The Floating Production, Storage and Offloading (FPSO) vessel working at Aje field offshore Lagos, the first oilfield outside the Niger Delta to produce commercial volumes of hydrocarbons, is up for sale, with its current charter contract set to expire in July.
No asking price was cited for the FPSO, however, according to marketing materials seen by Dutch based media firm, Upstream.

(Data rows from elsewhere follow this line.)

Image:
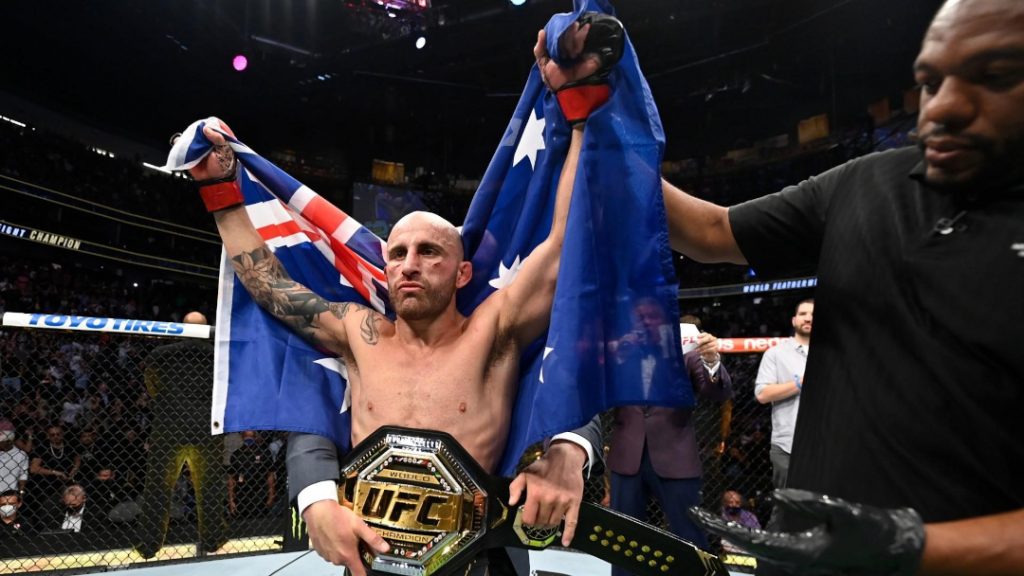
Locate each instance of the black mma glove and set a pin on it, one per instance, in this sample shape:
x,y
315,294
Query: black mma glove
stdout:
x,y
844,538
606,40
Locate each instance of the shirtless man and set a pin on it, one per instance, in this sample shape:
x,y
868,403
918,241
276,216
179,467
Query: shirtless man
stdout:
x,y
465,369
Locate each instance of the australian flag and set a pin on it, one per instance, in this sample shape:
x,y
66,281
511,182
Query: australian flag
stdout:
x,y
615,254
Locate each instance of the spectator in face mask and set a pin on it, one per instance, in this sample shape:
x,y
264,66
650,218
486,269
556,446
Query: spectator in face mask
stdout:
x,y
75,517
732,510
10,525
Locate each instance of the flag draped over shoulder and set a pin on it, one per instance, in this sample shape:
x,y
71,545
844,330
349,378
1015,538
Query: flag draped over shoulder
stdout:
x,y
615,252
267,377
615,255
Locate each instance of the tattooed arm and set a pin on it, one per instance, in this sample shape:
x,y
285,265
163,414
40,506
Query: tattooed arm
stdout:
x,y
317,321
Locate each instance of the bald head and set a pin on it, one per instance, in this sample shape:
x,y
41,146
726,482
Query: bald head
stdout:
x,y
195,318
958,12
971,124
443,231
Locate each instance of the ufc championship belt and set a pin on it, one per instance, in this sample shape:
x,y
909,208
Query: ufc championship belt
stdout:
x,y
424,494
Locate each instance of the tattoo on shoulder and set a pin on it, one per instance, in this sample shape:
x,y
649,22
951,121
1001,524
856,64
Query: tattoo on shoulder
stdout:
x,y
340,310
369,329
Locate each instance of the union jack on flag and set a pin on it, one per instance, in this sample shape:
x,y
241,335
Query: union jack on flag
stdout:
x,y
615,253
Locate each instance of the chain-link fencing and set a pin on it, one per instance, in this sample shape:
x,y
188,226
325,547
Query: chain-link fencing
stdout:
x,y
108,460
733,439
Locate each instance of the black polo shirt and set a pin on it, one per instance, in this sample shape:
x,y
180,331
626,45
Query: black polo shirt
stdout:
x,y
914,385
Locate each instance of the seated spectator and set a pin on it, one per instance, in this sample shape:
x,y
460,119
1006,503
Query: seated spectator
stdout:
x,y
53,464
732,510
13,462
10,524
75,518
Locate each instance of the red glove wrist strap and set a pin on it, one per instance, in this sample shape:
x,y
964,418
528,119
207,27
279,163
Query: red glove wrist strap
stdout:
x,y
578,101
221,195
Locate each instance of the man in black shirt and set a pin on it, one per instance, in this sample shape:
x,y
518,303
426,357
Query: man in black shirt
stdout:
x,y
916,376
915,383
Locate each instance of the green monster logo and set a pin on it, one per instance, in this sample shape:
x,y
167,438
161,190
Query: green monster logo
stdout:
x,y
298,525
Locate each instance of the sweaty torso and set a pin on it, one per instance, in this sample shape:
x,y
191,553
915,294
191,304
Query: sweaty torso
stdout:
x,y
463,385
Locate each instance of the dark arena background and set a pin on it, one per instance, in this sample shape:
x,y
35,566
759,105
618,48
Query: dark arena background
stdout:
x,y
382,108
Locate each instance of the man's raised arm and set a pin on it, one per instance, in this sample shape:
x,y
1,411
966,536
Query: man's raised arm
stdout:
x,y
524,306
316,320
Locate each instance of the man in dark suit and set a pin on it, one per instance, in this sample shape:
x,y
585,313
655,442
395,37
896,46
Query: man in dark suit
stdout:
x,y
654,449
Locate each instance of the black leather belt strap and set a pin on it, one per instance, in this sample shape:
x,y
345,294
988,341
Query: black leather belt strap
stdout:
x,y
438,509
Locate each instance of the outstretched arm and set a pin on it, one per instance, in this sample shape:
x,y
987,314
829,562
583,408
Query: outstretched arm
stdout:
x,y
524,306
316,320
698,229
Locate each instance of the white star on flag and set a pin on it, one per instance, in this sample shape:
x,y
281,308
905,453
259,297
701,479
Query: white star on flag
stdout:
x,y
335,365
547,351
506,275
531,140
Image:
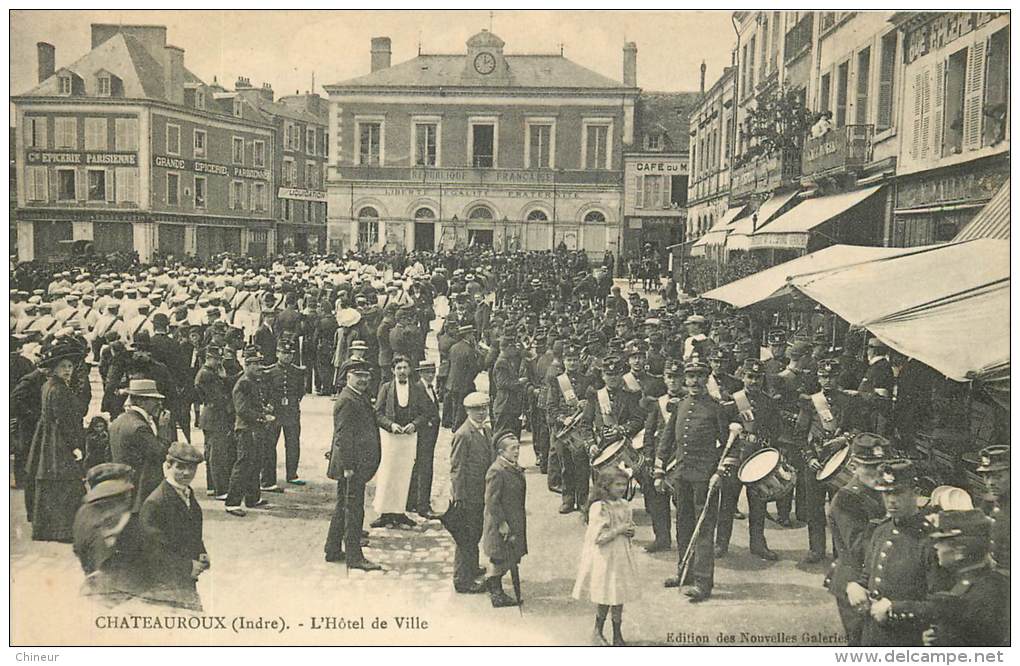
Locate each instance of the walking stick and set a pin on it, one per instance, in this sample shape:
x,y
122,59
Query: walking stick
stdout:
x,y
713,484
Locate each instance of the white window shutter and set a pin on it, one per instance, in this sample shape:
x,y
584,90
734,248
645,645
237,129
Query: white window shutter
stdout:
x,y
925,140
937,110
974,96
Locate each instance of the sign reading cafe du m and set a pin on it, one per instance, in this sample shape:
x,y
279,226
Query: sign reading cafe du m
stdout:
x,y
98,159
209,167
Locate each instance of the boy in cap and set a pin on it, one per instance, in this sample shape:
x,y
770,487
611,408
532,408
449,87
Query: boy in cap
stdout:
x,y
171,521
974,610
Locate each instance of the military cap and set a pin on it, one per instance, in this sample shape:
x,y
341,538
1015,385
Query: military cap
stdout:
x,y
870,449
673,366
995,458
476,399
251,353
828,367
108,489
184,452
753,366
950,524
696,365
895,475
107,470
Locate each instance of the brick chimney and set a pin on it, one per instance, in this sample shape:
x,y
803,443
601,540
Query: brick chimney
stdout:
x,y
630,64
380,53
47,54
173,74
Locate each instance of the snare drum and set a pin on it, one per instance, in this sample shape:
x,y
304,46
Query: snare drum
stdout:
x,y
835,472
767,475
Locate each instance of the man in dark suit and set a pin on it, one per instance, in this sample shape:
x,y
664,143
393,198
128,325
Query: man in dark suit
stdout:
x,y
420,494
139,437
213,391
171,522
471,455
250,419
465,363
354,459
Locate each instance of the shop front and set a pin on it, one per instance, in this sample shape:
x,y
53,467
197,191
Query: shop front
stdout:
x,y
933,206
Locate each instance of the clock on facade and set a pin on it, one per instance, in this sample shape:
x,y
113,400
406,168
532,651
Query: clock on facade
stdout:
x,y
485,63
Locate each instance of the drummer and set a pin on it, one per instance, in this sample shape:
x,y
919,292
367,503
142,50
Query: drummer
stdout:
x,y
823,416
759,414
657,411
854,508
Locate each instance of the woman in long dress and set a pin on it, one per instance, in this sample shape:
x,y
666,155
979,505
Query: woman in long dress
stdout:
x,y
607,566
57,449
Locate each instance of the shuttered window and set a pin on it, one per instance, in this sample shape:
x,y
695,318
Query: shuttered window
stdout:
x,y
886,75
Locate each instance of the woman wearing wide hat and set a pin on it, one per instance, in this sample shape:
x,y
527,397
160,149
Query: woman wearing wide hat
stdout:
x,y
57,449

Aje’s operator and partners are negotiating an extension to the charter, even though the unit is being actively marketed without a specific asking price on a potential “where-is, as-is” basis by marine services provider L&R Midland and Braemar ACM Shipbroking.
Dutch based-Upstream understands that’s the sale of the Rubicon Offshore-owned FPSO is seen as a firm goal, not just a test of the market waters.
According to an executive with one of Aje’s partners, the proposed sale has nothing to do with problems at the field or financial difficulties among the partners.
“It’s just a negotiation, against a very positive backdrop of strengthening gas prices,” he said.
The asset partners are considering incremental development based on additional upside crude resources as part of a phase-two scheme.
Yinka Folawiyo Petroleum Company Limited, a wholly-owned indigenous firm, is the operator of the Oil Mining Lease 113, where the field is located. Other partners are Pan Petroleum Aje Limited (a subsidiary of Panoro Energy), New Age Exploration Nigeria Limited, EER (Colobus) Nigeria Limited, and PR Oil & Gas Nigeria Limited (the holder of MX Oil’s investment in the field).
Also, recent field modelling has confirmed the case for new oil wells in Aje’s Turonian and Cenomanian formations and, based on global professional services firm RPS Group findings while partners will decide later this year on further drilling.
Drilling one new well in the Cenomanian and one horizontal sidetrack in the Turonian could increase peak oil production rates to between 8000 and 12,000 bpd.
The full development drilling scenario could boost output to 20,000 bpd of crude and 100 mmcfd of gas.
The 1990-built Marshall Islands-flagged vessel was converted to a dynamically-positioned shuttle tanker in 1994 and then to an FPSO in 2007.It has a processing capacity of 40,000 barrels per day of oil, as well as gas flaring capacity of 16 million cubic feet per day and a gas-lift compression capacity of 6 mmcfd.
After spending over two decades exploring for hydrocarbon resources off the coast of Lagos, Yinka Folawiyo Petroleum, in partnership with Panoro Energy ASA and First Hydrocarbon Nigeria (FHN) Limited, among others, had on May 3, 2016 achieved first oil on Aje field, catapulting Lagos State into the league of oil and gas producing states in the country.
The Aje field was discovered in 1996 and is 24 kilometres offshore Nigeria located on oil mining lease (OML) 113 in water depths of about 1,476 ft. Pending on-going exploration and appraisal work at oil prospecting lease (OPL) 310, the field is estimated to be one of the largest oil fields in Nigeria outside the Niger Delta basin.
Aje field is reputed as the first and only oilfield in Nigeria where exploration and appraisal activities have been undertaken solely by indigenous Nigerian companies without the direct involvement of an international oil company.